Styles of kitchen cabinets
Your choices of kitchen cabinet styles don't end after you have decided whether you like face-frame or frameless construction. Both types are available with a dizzying array of door styles, finishes, colors, and door pulls that have a great impact on the cabinets' appearance. With different stains, hardware, and accessories, the same kitchen cabinets that create a contemporary, tailored version of a country style can also set a very traditional tone. Choices in materials and styles run the gamut from contemporary plastic laminates and wood veneers to traditional hardwood.
Kitchen cabinet styling can be:
- Made with glass inserts.
Currently enjoying popularity are English Country-style kitchen cabinets, recognizable by the decorative use of carved wood, fretwork (cut-out patterns may be leaves, flowers, fish, or abstract), and open plate racks. Painted white, they can lend a touch of warmth yet still seem appropriate in an otherwise contemporary setting.
Newer to kitchen cabinet styles in North America are Scandinavian cabinets, whose elegant simplicity recalls American Shaker style.
The late 1980s saw a return to the use of glass mullion doors, which give an old-world quality to the kitchen and allow you to display china, glass, and collectibles. Glass doors add charm and visual appeal by breaking up long runs of solid wood or laminate doors, and they work beautifully with any door style.
Selecting Kitchen Cabinetry
Kitchen cabinet manufacturers also offer a number of elements besides base, wall, pantry, and appliance cabinets that help set the tone of the kitchen. Among these are range hoods (often elaborately carved), matching panels for appliances, tambour-door appliance garages, open shelving, glass door fronts (with mullions or without, with beveled, frosted, leaded, or stained glass), vertical dish racks, wine racks, spice racks, valances used between cabinets over windows, moldings, and plate rails above wall cabinets.
In traditional kitchens, attention to detail and design continuity often leads to the use of moldings.
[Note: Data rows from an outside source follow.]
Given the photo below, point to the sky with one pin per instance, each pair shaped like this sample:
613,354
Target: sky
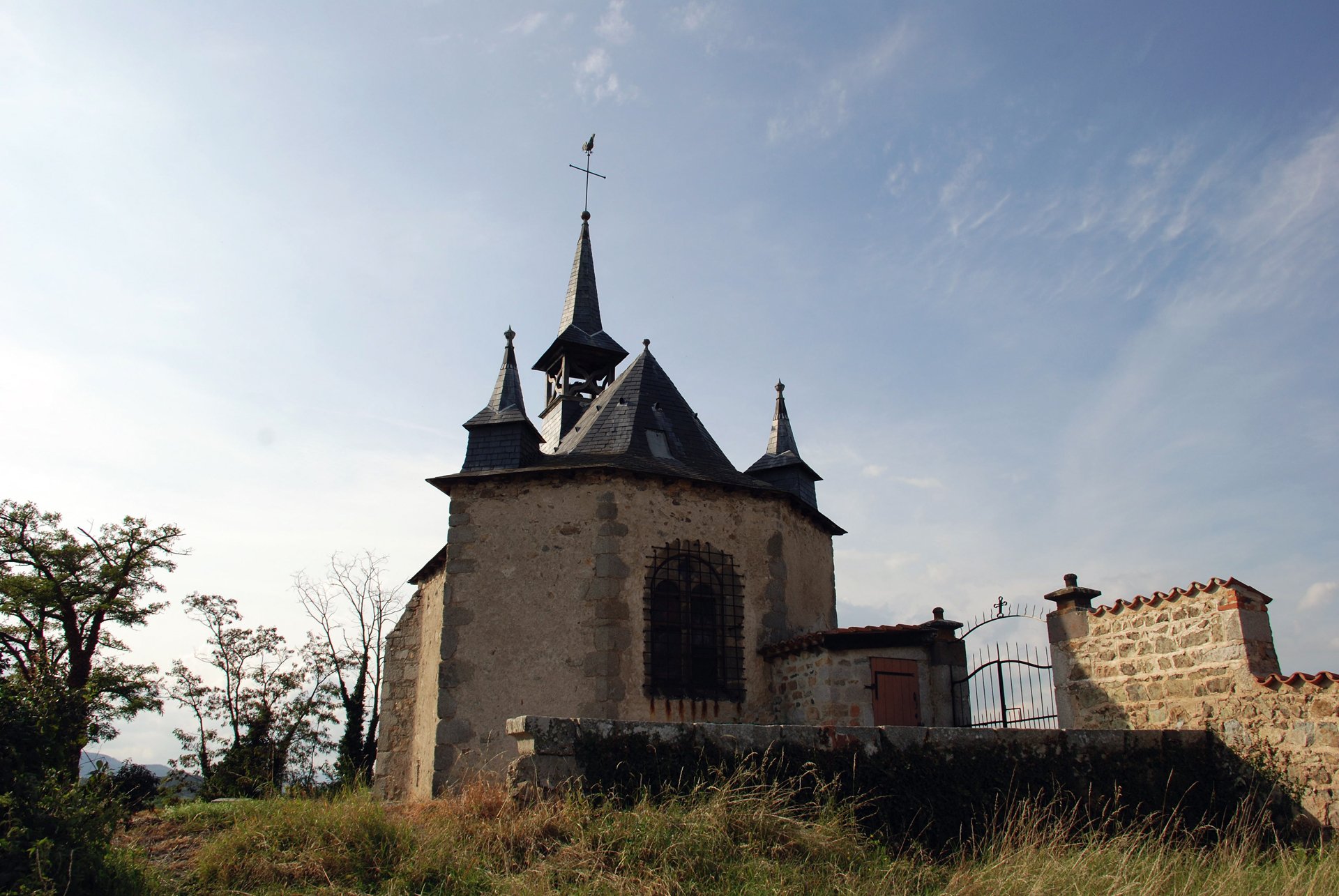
1052,286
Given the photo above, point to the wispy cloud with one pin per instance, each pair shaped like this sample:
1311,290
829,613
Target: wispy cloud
614,26
528,24
825,107
694,15
1319,593
596,78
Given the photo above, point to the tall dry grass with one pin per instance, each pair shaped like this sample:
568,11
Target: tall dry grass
741,835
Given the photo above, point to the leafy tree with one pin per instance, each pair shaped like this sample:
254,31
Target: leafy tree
135,787
55,832
61,596
272,701
352,607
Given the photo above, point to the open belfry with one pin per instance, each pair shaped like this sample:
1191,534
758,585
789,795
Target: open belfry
612,563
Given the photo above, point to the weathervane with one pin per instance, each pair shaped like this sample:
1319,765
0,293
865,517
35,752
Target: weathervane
588,148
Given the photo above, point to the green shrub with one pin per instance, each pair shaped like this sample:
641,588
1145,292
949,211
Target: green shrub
298,843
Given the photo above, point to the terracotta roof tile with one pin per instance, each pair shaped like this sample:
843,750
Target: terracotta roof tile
1298,678
1158,596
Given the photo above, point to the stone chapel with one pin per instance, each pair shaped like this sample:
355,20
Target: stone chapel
612,563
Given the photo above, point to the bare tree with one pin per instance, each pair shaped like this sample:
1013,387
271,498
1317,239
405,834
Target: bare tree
352,608
273,699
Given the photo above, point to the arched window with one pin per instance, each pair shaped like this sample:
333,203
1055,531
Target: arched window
694,622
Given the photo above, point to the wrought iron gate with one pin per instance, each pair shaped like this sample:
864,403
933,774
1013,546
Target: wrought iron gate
1008,688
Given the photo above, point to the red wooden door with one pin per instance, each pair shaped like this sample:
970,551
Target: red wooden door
896,692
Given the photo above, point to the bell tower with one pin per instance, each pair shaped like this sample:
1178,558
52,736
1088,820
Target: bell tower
582,360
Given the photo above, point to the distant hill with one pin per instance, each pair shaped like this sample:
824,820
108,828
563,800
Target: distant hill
87,760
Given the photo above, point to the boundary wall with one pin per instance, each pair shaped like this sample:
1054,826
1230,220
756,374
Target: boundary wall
934,785
1199,658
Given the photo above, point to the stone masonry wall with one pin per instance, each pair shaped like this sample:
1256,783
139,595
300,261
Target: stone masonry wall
400,685
540,606
833,686
1200,658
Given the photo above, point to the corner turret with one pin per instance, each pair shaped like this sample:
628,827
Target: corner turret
501,436
782,466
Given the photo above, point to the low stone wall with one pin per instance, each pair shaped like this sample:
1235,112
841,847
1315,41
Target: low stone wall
1200,658
930,784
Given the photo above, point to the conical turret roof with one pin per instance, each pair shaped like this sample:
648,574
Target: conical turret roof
781,445
508,404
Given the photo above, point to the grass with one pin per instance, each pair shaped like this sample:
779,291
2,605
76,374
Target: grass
738,836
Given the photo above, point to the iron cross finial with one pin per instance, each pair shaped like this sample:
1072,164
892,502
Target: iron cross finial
588,148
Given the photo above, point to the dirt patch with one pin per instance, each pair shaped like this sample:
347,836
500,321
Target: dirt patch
169,848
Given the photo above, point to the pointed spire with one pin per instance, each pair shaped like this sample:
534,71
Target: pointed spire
781,466
582,308
782,439
508,390
582,360
501,434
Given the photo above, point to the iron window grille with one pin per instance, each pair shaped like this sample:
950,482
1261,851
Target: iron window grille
694,625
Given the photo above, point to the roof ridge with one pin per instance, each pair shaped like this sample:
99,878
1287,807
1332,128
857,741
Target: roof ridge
1298,678
1158,596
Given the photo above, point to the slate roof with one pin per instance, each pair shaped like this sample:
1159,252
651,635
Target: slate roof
644,421
580,327
508,404
781,445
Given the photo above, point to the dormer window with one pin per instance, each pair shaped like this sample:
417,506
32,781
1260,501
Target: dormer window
658,443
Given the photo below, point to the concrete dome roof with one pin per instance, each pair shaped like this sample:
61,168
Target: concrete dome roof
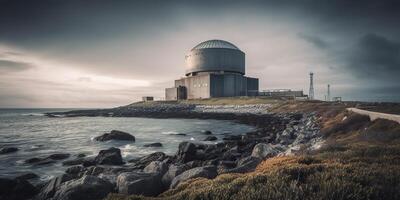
215,44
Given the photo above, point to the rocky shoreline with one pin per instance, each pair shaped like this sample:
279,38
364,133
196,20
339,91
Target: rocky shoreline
95,178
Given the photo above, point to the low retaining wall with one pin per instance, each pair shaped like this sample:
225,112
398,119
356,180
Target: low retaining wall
375,115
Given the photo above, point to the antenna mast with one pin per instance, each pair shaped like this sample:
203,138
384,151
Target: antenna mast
311,92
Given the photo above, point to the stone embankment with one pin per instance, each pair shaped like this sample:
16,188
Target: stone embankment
95,177
376,115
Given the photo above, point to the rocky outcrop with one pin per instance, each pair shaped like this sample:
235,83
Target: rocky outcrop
139,183
263,150
16,189
146,160
210,138
47,160
156,144
111,156
186,152
87,187
6,150
205,172
115,135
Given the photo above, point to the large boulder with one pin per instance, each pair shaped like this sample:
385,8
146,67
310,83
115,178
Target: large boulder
139,183
49,189
111,156
16,189
146,160
210,138
244,165
115,135
209,172
172,172
87,187
156,167
263,150
156,144
186,152
6,150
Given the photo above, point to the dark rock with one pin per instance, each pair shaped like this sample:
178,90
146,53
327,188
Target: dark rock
172,172
115,135
75,170
77,161
6,150
186,152
179,134
156,144
94,170
206,132
59,156
81,155
244,165
210,138
263,150
233,137
40,161
16,189
139,183
206,172
87,187
50,187
156,167
27,176
111,156
146,160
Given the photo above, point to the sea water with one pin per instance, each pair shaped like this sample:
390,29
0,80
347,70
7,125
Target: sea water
39,136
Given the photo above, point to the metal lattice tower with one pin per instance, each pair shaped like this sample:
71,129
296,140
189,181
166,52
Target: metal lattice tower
329,93
311,91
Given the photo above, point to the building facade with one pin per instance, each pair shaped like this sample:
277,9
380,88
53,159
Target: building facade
214,68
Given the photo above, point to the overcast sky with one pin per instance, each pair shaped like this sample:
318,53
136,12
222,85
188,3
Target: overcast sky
110,53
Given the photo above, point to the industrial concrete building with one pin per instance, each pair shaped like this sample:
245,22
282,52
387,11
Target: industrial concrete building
214,68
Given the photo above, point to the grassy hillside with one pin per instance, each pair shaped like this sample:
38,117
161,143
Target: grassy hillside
360,160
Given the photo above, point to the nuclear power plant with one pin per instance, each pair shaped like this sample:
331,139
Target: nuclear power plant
214,68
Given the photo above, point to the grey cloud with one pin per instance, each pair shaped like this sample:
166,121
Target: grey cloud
14,66
375,57
315,40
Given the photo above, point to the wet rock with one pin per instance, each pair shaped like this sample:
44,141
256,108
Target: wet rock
156,144
40,161
206,132
111,156
75,170
210,138
262,151
115,135
94,170
205,172
16,189
87,187
6,150
139,183
146,160
186,152
156,167
244,165
172,172
49,189
27,176
59,156
81,155
232,137
77,161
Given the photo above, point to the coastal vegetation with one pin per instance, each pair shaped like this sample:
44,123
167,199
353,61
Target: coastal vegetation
359,160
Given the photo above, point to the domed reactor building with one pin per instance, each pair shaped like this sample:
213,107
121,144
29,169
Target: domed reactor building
214,68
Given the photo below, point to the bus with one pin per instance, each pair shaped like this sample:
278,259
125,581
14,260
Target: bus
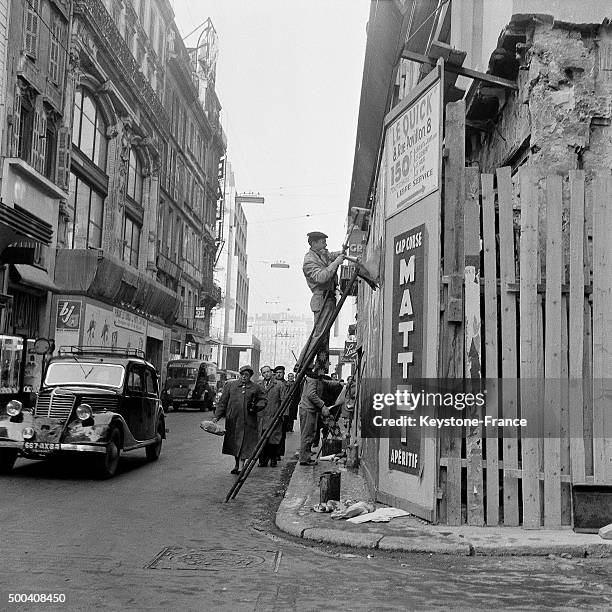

Employed above wall cabinets (crown molding), on cabinet doors, chair rails, and baseboards, molding is available natural, pre-painted, or pre-stained, or in vinyl wrapped with a wood-grain finish.
If you have some woodworking skills, you can also create your own customized look in a kitchen cabinet style by using standard doors. Order a simple wood overlay door, then apply a molding purchased from a lumberyard. If you have ordered unfinished wood cabinets, you can stain or paint the doors to match them.